Navi (v0.0.x): A highly experimental NixOS deployment Tool/TUI & infrastructure lifecycle manager

I just made the repository for navi public: https://github.com/cafkafk/navi.

It’s a specialized deployment tool for NixOS, forked from Colmena. It extends the core deployment capabilities you might be used to with a persistent daemon architecture, integrated infrastructure provisioning via Terraform/Terranix, and a terminal user interface (TUI) for managing large-scale fleets.

It looks something like this:

I built this because I wanted deep native integration between infrastructure provisioning and system configuration. While I could have just used an existing deployment tool as an input, I wouldn’t have had the necessary control over the internals. And there is a lot to be gained from this kind of tight integration.

This is actually based on some older work, but at vitvio, we found that we needed a tool that would scale with us across multiple teams and larger infrastructures than are typically managed in homelab environments. So I made that tool… enjoy!

Some key features include:

  • TUI Dashboard: Launch navi tui for real-time fleet management, live monitoring, and interactive deployments.
  • Infrastructure Provisioning: Define Terraform resources alongside NixOS configurations in the same Hive, and manage lifecycle commands directly (navi provision).
  • Daemon Architecture: A background service manages connections and task queues (i.e. deploy in the background).
  • Disk Unlocking: Remote unlocking for encrypted ZFS pools via initrd SSH.
  • Provenance: Answers questions such as “what is outdated”, “who did this” and “what commit is this host currently on”.
  • Registrant support: Because it’s annoying that I have to touch HTTP just to deal with my domains.

It’s currently pretty GCP/bare-metal/nixos-anywhere centered (as those are my usecases), but it supports the whole lifecycle of provisioning, updating, reprovisoning and reinstalling a large fleet of machines across GCP and bare-metal from terraform/tofu/nothing → nixos-anywhere → normal “boot --reboot” ops.

A few major disclaimers:

  1. Security Notice: This tool is currently highly experimental. Do not use with production API keys or on multi-user systems, as credential handling is not yet hardened.
  2. Documentation: As of right now, the source code is the documentation. I don’t have the time to write or maintain formal docs at this stage. It’s often easier to just read the source code anyway.
  3. If you find yourself asking, “Why should I use this instead of [insert existing tool]?” The honest answer is: You really shouldn’t. Please don’t. At least, not yet. Expect breaking changes without notice.

Feel free to poke around the source code or try it out in a safe environment!

22 Likes

Thank you for sharing this open source. Please post an update when it’s less experimental.

4 Likes

I will indeed.
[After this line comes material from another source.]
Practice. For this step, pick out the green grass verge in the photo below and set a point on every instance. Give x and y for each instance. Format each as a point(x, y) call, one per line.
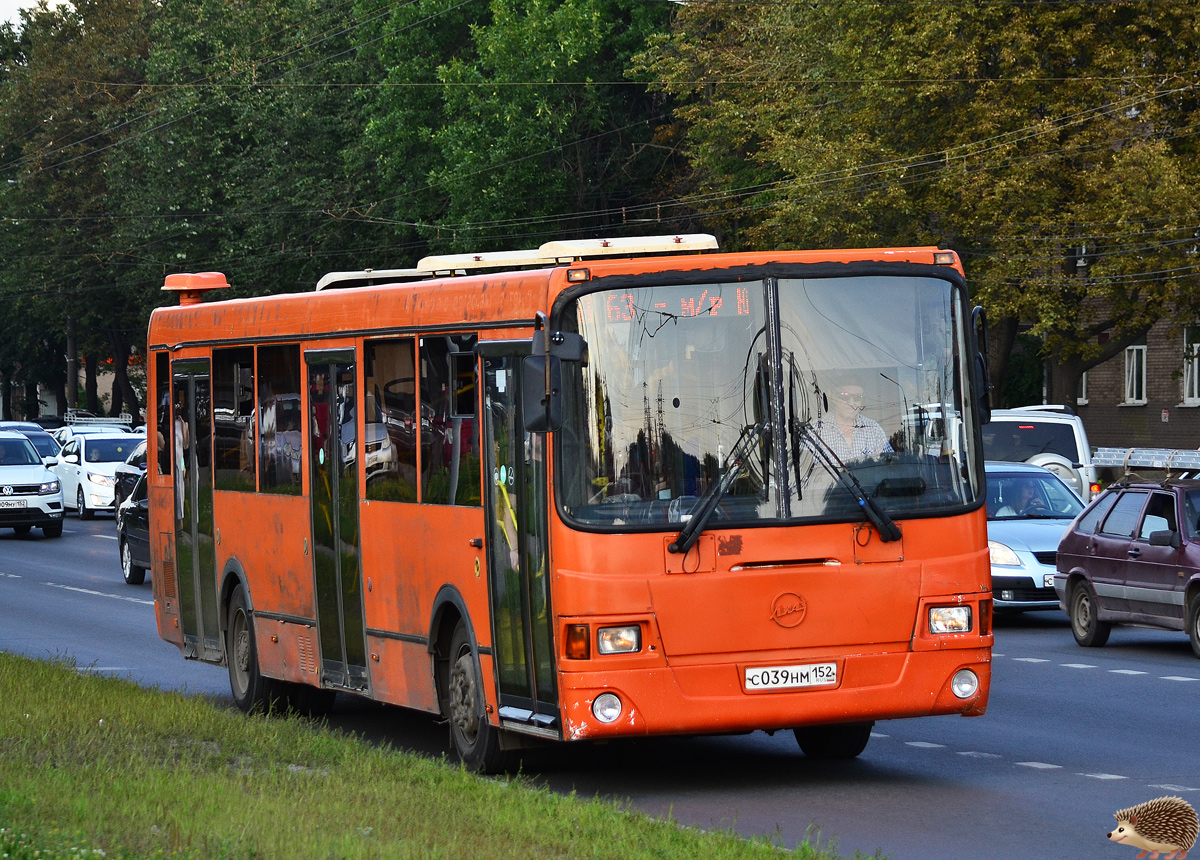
point(95, 767)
Also just to clarify, I put it like this to make it clear that my current bandwidth isn’t really there to provide much support.

But the only thing I’m really overly cautious about security wise is if you’re running a system with multiple users (since they may be able to read the daemons socket), and if you’re using namecheap tokens (since their api is deeply antiquated and I’ve admittedly made some concessions in the name of security that shouldn’t be used broadly).


If anyone is actually trying this out or using it on a real system, I’d also love to hear about it to get feedback on your experience. Feel free to open UX issues just so I can map friction points.

Can’t promise I’ll get around to them, but it’s nice to know what’s wrong for when I do have some time.

4 Likes